The Thickness Of Your Skin

The little icon in the top right hand of the Blog template says ‘+write’.

It’s a kind of command, and it’s true that without some sense of a command there would be no Blogging.

The command comes from the software itself, which of course wants to be used, and lives to want to be used.

As a Blogger, you might hope that there is some kind of demand or command from a few people out there who might actually read what you are writing.

And then there is also a kind of command from within, a stimulus to keep on blogging, to stick to the implicit promise that you will Blog and Blog regularly and consistently, perhaps at or on a certain day and/or time of the week.

Nevertheless, there are plenty of times when it feels like you have nothing to Blog, to write, to say, or that the kind of mood you are in may lead you to taint your Blog with negativity or share pure self-indulgence that is of little or no value to anyone but yourself.

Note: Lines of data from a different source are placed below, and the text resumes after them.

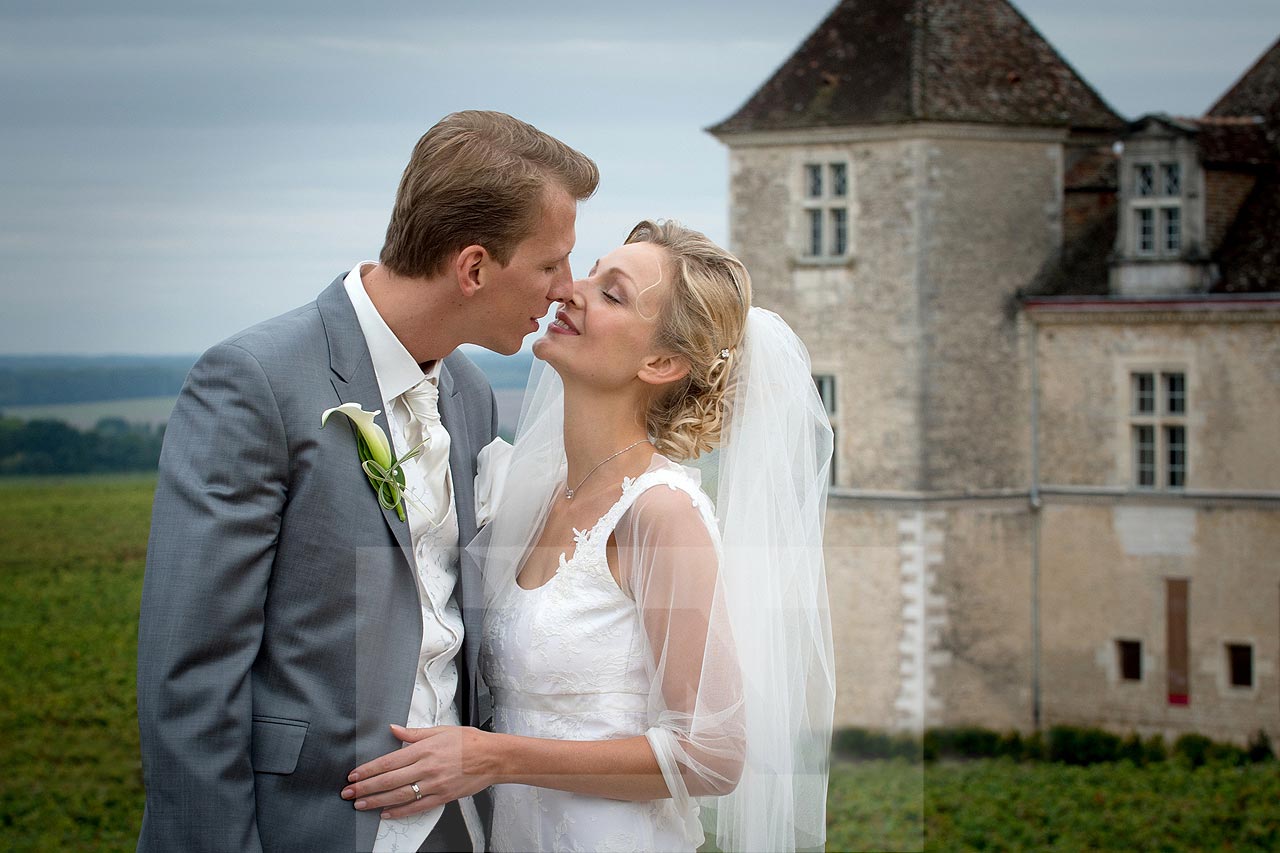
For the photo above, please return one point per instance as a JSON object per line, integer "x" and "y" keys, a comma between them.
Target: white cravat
{"x": 424, "y": 425}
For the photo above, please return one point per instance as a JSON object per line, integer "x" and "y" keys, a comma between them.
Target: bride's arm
{"x": 670, "y": 564}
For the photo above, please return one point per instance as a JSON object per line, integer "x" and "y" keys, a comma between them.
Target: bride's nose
{"x": 575, "y": 292}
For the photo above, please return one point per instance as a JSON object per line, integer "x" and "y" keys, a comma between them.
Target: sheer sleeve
{"x": 670, "y": 562}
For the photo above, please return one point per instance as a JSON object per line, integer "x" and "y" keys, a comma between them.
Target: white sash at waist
{"x": 570, "y": 702}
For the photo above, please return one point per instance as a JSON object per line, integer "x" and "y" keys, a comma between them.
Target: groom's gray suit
{"x": 280, "y": 623}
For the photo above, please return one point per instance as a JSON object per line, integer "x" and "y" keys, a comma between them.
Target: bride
{"x": 658, "y": 661}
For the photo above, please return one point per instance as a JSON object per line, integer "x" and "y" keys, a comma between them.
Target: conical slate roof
{"x": 882, "y": 62}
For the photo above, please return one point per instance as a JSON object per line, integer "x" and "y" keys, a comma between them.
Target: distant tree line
{"x": 26, "y": 381}
{"x": 55, "y": 447}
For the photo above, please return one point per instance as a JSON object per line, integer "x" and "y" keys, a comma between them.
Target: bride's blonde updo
{"x": 702, "y": 320}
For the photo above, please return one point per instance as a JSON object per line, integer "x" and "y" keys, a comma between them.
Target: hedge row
{"x": 1060, "y": 744}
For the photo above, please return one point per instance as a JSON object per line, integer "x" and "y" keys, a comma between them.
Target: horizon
{"x": 164, "y": 197}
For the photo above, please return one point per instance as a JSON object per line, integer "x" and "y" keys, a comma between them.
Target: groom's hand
{"x": 446, "y": 763}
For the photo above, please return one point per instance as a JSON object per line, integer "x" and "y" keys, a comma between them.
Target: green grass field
{"x": 72, "y": 552}
{"x": 151, "y": 411}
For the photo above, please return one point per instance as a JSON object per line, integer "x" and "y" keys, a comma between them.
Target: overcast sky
{"x": 172, "y": 172}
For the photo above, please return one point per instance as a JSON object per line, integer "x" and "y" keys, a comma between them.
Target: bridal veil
{"x": 732, "y": 598}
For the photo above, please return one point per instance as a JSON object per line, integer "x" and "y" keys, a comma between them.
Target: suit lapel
{"x": 355, "y": 381}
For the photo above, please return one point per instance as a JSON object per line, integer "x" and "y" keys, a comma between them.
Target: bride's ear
{"x": 659, "y": 369}
{"x": 469, "y": 268}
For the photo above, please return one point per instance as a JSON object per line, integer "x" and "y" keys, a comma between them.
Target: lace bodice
{"x": 571, "y": 660}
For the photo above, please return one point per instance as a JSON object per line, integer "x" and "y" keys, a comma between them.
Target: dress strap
{"x": 631, "y": 491}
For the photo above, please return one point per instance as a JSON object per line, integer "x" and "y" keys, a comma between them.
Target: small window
{"x": 1144, "y": 179}
{"x": 1240, "y": 661}
{"x": 1175, "y": 445}
{"x": 839, "y": 231}
{"x": 826, "y": 209}
{"x": 1144, "y": 455}
{"x": 1144, "y": 393}
{"x": 1175, "y": 393}
{"x": 813, "y": 173}
{"x": 839, "y": 179}
{"x": 1146, "y": 231}
{"x": 1129, "y": 656}
{"x": 816, "y": 232}
{"x": 1173, "y": 218}
{"x": 1157, "y": 420}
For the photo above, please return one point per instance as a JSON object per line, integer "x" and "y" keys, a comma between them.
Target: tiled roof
{"x": 1257, "y": 92}
{"x": 1239, "y": 133}
{"x": 1249, "y": 255}
{"x": 878, "y": 62}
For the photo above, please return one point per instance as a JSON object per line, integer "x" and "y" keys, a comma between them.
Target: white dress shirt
{"x": 435, "y": 553}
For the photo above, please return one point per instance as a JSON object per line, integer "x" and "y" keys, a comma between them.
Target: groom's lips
{"x": 563, "y": 318}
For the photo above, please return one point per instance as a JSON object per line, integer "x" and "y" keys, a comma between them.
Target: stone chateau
{"x": 1048, "y": 340}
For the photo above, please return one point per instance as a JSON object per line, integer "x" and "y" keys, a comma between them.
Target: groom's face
{"x": 538, "y": 274}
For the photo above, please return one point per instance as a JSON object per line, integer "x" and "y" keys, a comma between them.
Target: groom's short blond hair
{"x": 478, "y": 178}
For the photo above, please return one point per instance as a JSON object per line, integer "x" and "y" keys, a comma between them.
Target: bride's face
{"x": 603, "y": 333}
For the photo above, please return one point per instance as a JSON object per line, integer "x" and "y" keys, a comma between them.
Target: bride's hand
{"x": 446, "y": 762}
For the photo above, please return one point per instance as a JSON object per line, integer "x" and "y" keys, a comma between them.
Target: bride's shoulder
{"x": 667, "y": 493}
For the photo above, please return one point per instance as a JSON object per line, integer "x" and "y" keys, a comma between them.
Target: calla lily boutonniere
{"x": 385, "y": 474}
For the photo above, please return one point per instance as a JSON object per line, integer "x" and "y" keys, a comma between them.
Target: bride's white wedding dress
{"x": 571, "y": 660}
{"x": 714, "y": 643}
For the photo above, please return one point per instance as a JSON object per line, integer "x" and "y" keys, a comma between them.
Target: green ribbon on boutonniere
{"x": 385, "y": 473}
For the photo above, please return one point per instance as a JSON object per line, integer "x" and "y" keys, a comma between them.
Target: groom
{"x": 288, "y": 617}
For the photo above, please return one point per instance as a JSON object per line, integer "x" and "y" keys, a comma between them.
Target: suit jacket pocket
{"x": 277, "y": 744}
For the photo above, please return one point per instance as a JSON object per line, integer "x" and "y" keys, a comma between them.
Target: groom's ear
{"x": 661, "y": 369}
{"x": 469, "y": 269}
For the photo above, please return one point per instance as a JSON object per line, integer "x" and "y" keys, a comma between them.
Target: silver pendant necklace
{"x": 570, "y": 492}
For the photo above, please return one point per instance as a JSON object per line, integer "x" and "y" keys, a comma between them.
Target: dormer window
{"x": 1156, "y": 203}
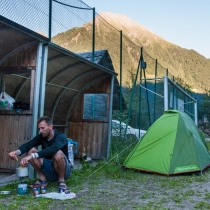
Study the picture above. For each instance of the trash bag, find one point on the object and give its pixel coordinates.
(6, 101)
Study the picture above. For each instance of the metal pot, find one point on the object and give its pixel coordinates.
(22, 172)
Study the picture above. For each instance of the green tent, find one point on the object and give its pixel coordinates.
(172, 145)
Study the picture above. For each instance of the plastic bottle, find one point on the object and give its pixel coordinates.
(70, 153)
(84, 155)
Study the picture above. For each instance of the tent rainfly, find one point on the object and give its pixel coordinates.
(172, 145)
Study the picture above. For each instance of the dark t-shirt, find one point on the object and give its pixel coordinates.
(49, 148)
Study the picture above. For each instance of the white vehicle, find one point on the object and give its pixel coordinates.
(130, 130)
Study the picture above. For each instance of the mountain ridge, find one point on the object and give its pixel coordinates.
(187, 66)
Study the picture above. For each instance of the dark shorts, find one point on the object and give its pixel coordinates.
(50, 173)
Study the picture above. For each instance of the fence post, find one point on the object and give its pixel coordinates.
(50, 20)
(120, 80)
(93, 42)
(155, 89)
(165, 93)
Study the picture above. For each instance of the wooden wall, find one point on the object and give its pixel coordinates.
(15, 130)
(90, 134)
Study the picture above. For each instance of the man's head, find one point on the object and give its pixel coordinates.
(45, 127)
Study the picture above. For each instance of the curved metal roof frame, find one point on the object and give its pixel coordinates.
(71, 82)
(60, 61)
(75, 98)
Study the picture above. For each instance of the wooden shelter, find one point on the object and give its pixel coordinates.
(75, 92)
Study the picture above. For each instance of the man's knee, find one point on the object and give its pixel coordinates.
(58, 155)
(32, 150)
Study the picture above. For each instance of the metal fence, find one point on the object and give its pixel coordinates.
(141, 97)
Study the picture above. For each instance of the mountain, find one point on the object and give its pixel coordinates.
(189, 67)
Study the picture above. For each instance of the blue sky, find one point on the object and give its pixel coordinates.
(182, 22)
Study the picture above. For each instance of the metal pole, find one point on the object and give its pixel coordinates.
(196, 113)
(50, 20)
(93, 43)
(36, 98)
(165, 93)
(155, 90)
(140, 103)
(120, 80)
(43, 81)
(110, 117)
(132, 95)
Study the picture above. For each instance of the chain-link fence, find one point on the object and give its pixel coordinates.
(75, 26)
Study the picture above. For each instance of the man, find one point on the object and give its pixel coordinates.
(51, 163)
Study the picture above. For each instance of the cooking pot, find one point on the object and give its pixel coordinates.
(22, 172)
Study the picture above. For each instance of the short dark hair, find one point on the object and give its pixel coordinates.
(48, 120)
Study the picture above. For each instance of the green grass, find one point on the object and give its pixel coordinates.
(107, 186)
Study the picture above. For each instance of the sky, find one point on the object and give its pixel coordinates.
(185, 23)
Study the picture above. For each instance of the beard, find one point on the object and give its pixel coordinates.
(46, 135)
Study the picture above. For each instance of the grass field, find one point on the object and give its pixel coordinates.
(106, 186)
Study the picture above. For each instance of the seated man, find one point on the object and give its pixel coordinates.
(51, 163)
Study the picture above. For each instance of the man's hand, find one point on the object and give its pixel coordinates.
(13, 155)
(25, 160)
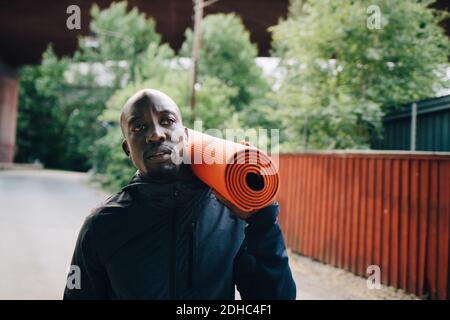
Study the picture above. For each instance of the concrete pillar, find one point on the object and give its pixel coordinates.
(8, 114)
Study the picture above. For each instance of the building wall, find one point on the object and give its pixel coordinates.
(8, 115)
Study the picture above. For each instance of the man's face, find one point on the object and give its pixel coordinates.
(149, 121)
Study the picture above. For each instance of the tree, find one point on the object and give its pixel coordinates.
(72, 91)
(228, 54)
(341, 75)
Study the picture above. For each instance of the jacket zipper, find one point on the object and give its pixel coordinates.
(173, 261)
(192, 254)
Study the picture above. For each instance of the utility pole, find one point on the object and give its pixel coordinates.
(198, 8)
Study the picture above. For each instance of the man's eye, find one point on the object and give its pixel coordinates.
(138, 128)
(167, 121)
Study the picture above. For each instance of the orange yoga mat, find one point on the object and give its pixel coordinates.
(242, 174)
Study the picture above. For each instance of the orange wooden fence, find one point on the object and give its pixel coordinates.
(353, 210)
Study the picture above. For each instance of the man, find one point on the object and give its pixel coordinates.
(166, 235)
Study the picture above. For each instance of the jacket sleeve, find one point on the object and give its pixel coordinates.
(87, 279)
(261, 269)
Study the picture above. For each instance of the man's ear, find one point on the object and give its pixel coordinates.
(125, 148)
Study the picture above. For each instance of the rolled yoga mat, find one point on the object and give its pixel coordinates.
(242, 174)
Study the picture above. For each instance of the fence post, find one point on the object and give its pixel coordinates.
(413, 126)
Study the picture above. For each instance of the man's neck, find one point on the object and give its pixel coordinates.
(184, 174)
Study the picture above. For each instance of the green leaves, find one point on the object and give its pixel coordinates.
(340, 74)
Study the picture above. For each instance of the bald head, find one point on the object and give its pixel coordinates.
(153, 99)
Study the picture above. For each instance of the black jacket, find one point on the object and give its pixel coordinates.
(177, 241)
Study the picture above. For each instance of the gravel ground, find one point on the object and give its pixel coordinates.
(317, 281)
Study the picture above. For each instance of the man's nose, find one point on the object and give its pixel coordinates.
(154, 136)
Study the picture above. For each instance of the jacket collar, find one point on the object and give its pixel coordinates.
(182, 189)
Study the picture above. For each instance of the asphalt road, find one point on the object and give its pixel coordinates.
(41, 212)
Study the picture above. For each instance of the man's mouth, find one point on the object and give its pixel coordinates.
(159, 155)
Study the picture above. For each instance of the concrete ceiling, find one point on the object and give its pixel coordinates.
(26, 27)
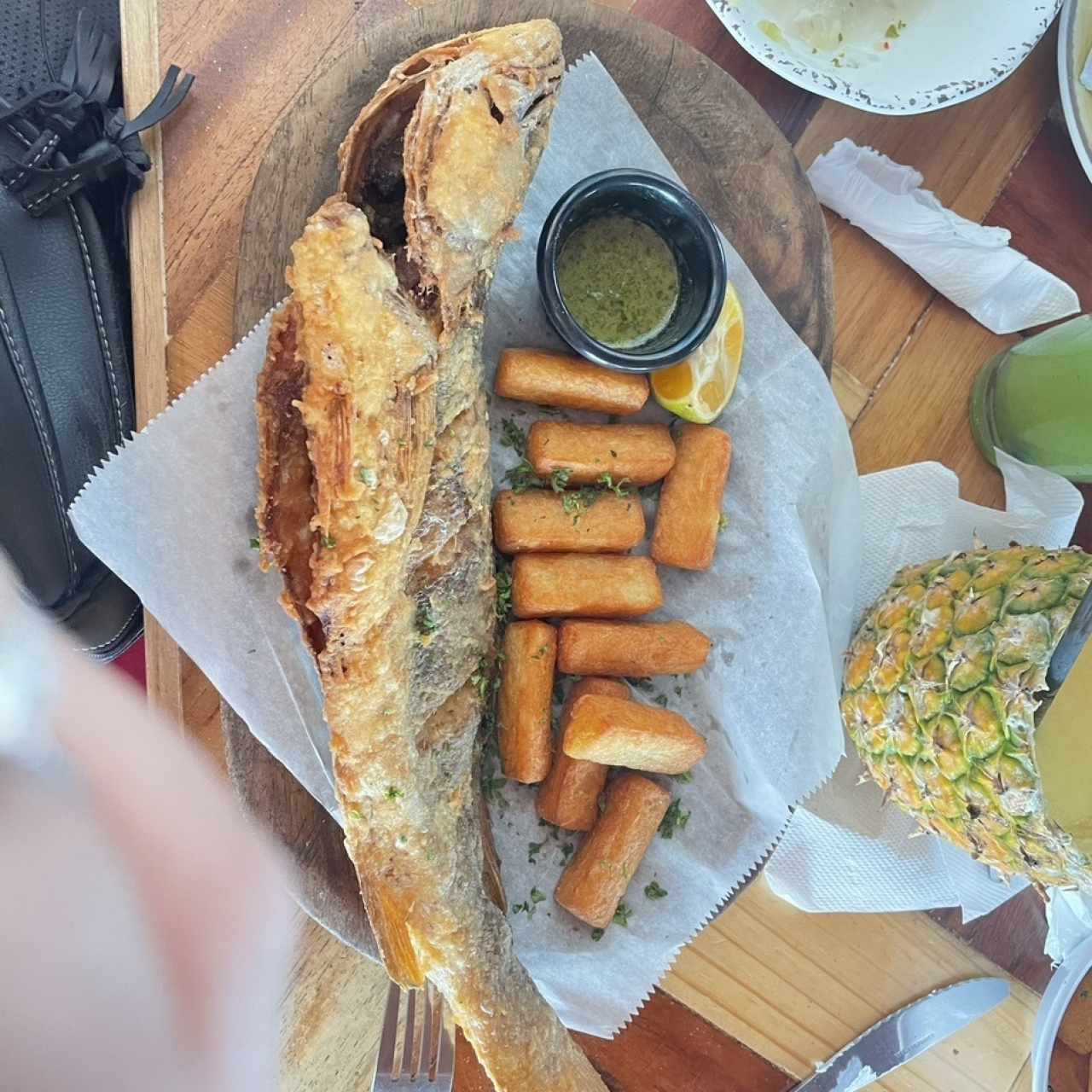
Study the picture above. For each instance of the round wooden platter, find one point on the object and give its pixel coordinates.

On such days, I have found that the solution is simply to ‘+write’, i.e. to do as you are told by the software and the template and just keep your fingers crossed (though not of course while you are typing) hoping that something of value will result.

I choose the titles for my posts not when I start to write but when I am done. It seems in the nature of a Blog that is should be free to ramble its way towards its identity and purpose.

It makes me think that perhaps we should choose our own names and titles only at the end of our careers, when we are about to retire, rather than having a name and a title foisted upon us by others and by a certain imposed framework within which we have to work and live.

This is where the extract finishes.